Liberals and socialists have been wondering for a hundred years why people in economic distress do not vote according to their economic interests. The answer should have been obvious long ago: People in adversity turn not to economics but to culture. They are fortified not by policy but by identity. They seek saviors, not programs. And as the direness of their circumstances appears to imperil their identity, they affirm it by asserting it ferociously against others. Hurt people hurt people. Against these hurt people, therefore, and against the profiteer of pain who shabbily champions them, it must be insisted that no amount of sympathy for their plight justifies the introduction of a version of fascism into American life. No grievance, however true, warrants the fouling of American politics by the bigotry and the brutishness peddled by Donald Trump.

Wieseltier needs Gramsci, who was very aware that workers can act this way. Gramsci’s solution was a robust educational program, which included the arts and philosophy as well as economics and labor history. Unlike Wieseltier, however, he also believed that the best educators come from the working class. His “organic intellectuals” combine both the standpoint perspective and the advantages of a classical education.

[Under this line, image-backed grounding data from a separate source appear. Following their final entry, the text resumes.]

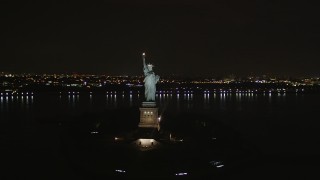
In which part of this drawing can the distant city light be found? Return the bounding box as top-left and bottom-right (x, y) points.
(0, 73), (318, 97)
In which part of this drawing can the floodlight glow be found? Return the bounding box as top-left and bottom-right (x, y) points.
(115, 169), (126, 173)
(209, 160), (224, 168)
(175, 172), (188, 176)
(137, 139), (156, 147)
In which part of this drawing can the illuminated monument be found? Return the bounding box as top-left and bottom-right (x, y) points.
(139, 52), (160, 129)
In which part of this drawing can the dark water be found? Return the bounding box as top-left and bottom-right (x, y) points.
(1, 91), (320, 179)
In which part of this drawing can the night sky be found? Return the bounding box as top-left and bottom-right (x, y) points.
(1, 0), (319, 77)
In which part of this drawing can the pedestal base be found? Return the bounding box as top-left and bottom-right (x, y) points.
(139, 102), (159, 129)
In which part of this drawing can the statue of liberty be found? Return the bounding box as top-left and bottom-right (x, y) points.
(142, 52), (160, 101)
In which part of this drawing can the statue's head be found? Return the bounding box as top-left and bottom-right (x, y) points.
(147, 64), (154, 71)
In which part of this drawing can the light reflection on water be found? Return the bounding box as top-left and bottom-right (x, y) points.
(0, 93), (34, 114)
(0, 90), (306, 114)
(0, 96), (3, 111)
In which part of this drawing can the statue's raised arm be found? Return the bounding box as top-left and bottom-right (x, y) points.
(142, 52), (147, 69)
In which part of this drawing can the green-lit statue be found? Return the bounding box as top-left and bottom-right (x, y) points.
(142, 52), (160, 101)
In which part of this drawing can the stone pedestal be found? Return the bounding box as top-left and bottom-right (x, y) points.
(139, 102), (159, 128)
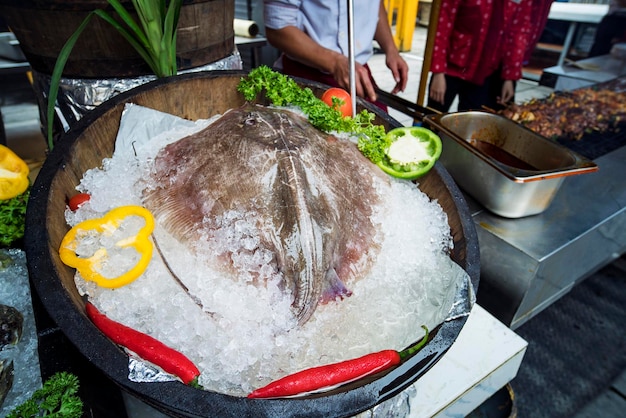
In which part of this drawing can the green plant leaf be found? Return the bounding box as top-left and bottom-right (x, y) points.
(93, 9), (160, 74)
(132, 0), (162, 61)
(168, 0), (182, 32)
(106, 0), (150, 49)
(46, 0), (183, 148)
(170, 31), (178, 74)
(46, 12), (97, 150)
(163, 0), (182, 75)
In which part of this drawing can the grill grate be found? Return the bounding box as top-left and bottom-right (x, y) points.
(556, 121), (626, 161)
(521, 76), (626, 161)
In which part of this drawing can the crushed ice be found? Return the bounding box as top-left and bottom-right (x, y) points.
(0, 249), (43, 415)
(66, 103), (472, 397)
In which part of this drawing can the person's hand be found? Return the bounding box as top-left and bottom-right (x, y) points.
(385, 51), (408, 94)
(498, 80), (515, 105)
(429, 73), (446, 104)
(266, 26), (378, 101)
(331, 54), (378, 102)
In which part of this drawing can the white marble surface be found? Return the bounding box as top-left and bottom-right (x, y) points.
(548, 3), (608, 24)
(408, 305), (528, 417)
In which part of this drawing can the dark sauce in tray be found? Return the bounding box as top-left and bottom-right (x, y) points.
(469, 140), (538, 170)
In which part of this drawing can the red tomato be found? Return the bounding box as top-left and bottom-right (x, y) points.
(321, 88), (353, 117)
(68, 193), (91, 211)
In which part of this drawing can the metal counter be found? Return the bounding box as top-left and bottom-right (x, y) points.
(474, 144), (626, 329)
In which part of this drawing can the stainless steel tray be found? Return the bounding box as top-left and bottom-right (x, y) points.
(424, 111), (598, 218)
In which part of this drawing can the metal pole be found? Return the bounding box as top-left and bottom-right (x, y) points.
(347, 0), (356, 116)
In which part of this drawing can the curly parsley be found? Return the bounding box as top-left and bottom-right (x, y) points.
(0, 187), (29, 248)
(8, 372), (83, 418)
(237, 66), (390, 164)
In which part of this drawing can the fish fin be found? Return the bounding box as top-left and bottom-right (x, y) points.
(320, 269), (352, 304)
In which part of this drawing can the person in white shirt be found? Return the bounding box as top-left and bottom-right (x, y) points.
(263, 0), (408, 109)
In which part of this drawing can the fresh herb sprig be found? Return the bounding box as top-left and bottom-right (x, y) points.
(0, 187), (29, 247)
(237, 66), (390, 164)
(8, 372), (83, 418)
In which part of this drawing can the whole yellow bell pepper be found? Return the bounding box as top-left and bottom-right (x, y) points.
(0, 144), (29, 200)
(59, 205), (155, 288)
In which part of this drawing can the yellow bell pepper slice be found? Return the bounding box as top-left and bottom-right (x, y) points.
(0, 144), (30, 200)
(59, 205), (155, 288)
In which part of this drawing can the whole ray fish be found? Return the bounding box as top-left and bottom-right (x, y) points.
(143, 104), (390, 324)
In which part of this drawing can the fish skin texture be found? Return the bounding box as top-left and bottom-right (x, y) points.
(143, 104), (389, 324)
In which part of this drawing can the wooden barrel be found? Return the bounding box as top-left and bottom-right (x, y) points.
(0, 0), (234, 78)
(25, 71), (480, 417)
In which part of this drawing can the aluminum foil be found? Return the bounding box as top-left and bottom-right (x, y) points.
(30, 50), (243, 141)
(127, 357), (177, 384)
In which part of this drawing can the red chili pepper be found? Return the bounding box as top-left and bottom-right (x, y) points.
(248, 325), (429, 398)
(85, 302), (201, 386)
(68, 192), (91, 211)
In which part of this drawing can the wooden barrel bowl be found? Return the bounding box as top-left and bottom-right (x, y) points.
(0, 0), (234, 78)
(25, 71), (480, 417)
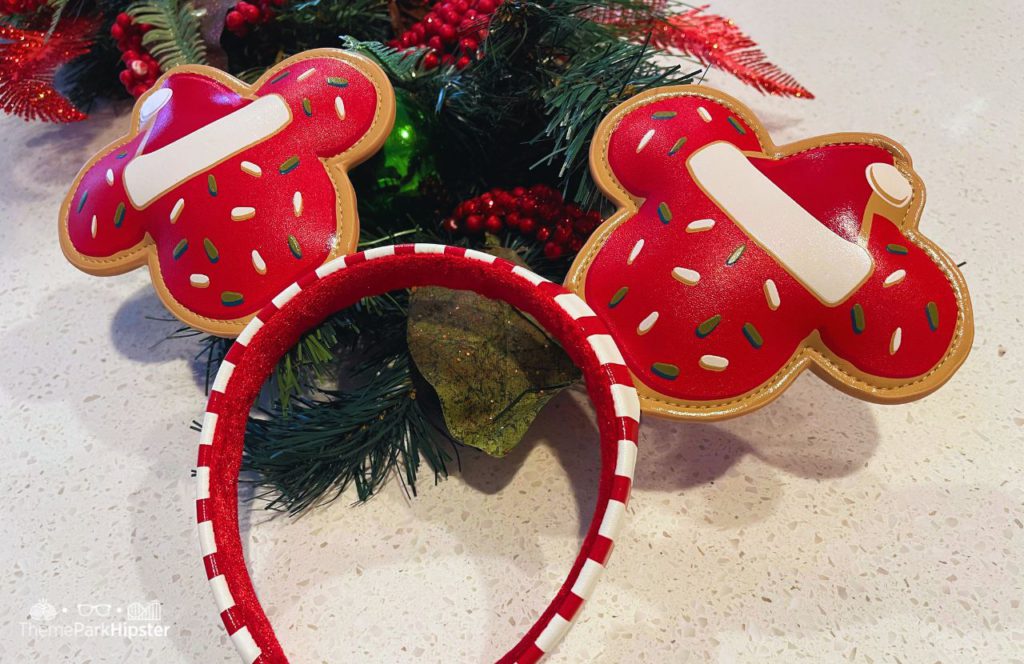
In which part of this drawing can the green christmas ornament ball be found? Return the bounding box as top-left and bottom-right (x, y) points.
(351, 89), (442, 224)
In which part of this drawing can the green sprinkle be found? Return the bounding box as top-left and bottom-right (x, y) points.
(76, 190), (88, 213)
(207, 174), (218, 196)
(116, 152), (128, 159)
(742, 322), (764, 349)
(851, 303), (866, 334)
(651, 362), (680, 380)
(288, 234), (302, 259)
(696, 314), (722, 338)
(113, 202), (126, 228)
(301, 98), (312, 117)
(925, 301), (939, 331)
(652, 111), (677, 120)
(727, 116), (746, 134)
(221, 291), (244, 307)
(203, 238), (219, 263)
(726, 243), (746, 266)
(279, 156), (300, 174)
(172, 239), (188, 260)
(886, 243), (908, 255)
(667, 137), (687, 156)
(326, 76), (348, 88)
(269, 70), (291, 84)
(609, 286), (628, 308)
(657, 202), (672, 224)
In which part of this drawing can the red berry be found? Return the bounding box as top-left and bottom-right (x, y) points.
(237, 1), (260, 21)
(225, 10), (245, 30)
(553, 223), (572, 243)
(428, 35), (443, 51)
(536, 227), (551, 242)
(464, 214), (484, 234)
(485, 214), (503, 234)
(518, 217), (537, 235)
(422, 52), (440, 69)
(438, 23), (456, 42)
(544, 242), (564, 259)
(442, 217), (459, 233)
(476, 0), (495, 12)
(116, 12), (132, 26)
(456, 56), (471, 69)
(459, 37), (478, 53)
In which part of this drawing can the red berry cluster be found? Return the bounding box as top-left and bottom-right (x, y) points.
(225, 0), (283, 38)
(0, 0), (46, 15)
(391, 0), (503, 70)
(443, 185), (602, 260)
(110, 13), (161, 98)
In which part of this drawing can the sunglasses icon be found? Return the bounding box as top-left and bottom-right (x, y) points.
(77, 604), (112, 617)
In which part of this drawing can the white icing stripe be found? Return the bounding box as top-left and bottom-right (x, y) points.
(210, 574), (235, 612)
(240, 161), (261, 177)
(297, 67), (316, 81)
(890, 327), (903, 355)
(271, 282), (302, 308)
(463, 248), (497, 263)
(251, 250), (267, 275)
(614, 439), (638, 479)
(195, 466), (211, 500)
(231, 207), (255, 221)
(598, 499), (627, 539)
(211, 361), (236, 394)
(697, 106), (712, 122)
(334, 97), (346, 120)
(363, 245), (396, 260)
(554, 293), (596, 320)
(587, 334), (625, 366)
(689, 142), (873, 305)
(883, 269), (906, 287)
(90, 215), (97, 239)
(570, 558), (605, 601)
(535, 615), (572, 654)
(292, 191), (303, 217)
(230, 626), (262, 664)
(315, 256), (347, 278)
(197, 520), (217, 556)
(123, 95), (291, 208)
(636, 129), (655, 153)
(170, 198), (185, 223)
(414, 244), (445, 254)
(105, 168), (114, 186)
(512, 265), (547, 285)
(610, 384), (640, 421)
(235, 317), (264, 346)
(199, 412), (218, 445)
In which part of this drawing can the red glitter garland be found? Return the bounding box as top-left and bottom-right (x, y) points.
(610, 4), (813, 99)
(0, 20), (95, 122)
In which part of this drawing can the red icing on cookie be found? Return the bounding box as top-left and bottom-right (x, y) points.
(566, 86), (972, 419)
(58, 48), (396, 336)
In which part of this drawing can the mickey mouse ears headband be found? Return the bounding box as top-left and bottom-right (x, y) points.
(197, 245), (641, 662)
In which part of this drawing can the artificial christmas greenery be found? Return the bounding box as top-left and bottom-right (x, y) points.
(8, 0), (811, 511)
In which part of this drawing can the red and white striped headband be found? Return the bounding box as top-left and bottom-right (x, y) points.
(196, 243), (641, 662)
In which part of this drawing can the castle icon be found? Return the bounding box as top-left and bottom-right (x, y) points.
(126, 600), (161, 621)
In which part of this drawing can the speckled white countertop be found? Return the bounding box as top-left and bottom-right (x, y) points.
(1, 1), (1022, 662)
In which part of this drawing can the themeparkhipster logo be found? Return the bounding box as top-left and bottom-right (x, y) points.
(22, 598), (170, 639)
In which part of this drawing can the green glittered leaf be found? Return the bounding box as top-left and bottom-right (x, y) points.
(407, 250), (579, 457)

To bolster Gramsci’s point, I read somewhere that union members are far less likely to fall for Trump than unaffiliated workers. A friend who teaches at the school of the Machinists Union (the Winpisinger Education Technology Center in Hollywood, Maryland) told me that, while they don’t offer literature courses, they do make use of film (for instance, John Sayles’s Matewan). The workers emerge with a wider framework for understanding labor relations.

Unlike Wieseltier, Gramsci has a concrete plan for moving the workers beyond Trumpist myopia. One has to do more than throw books at them.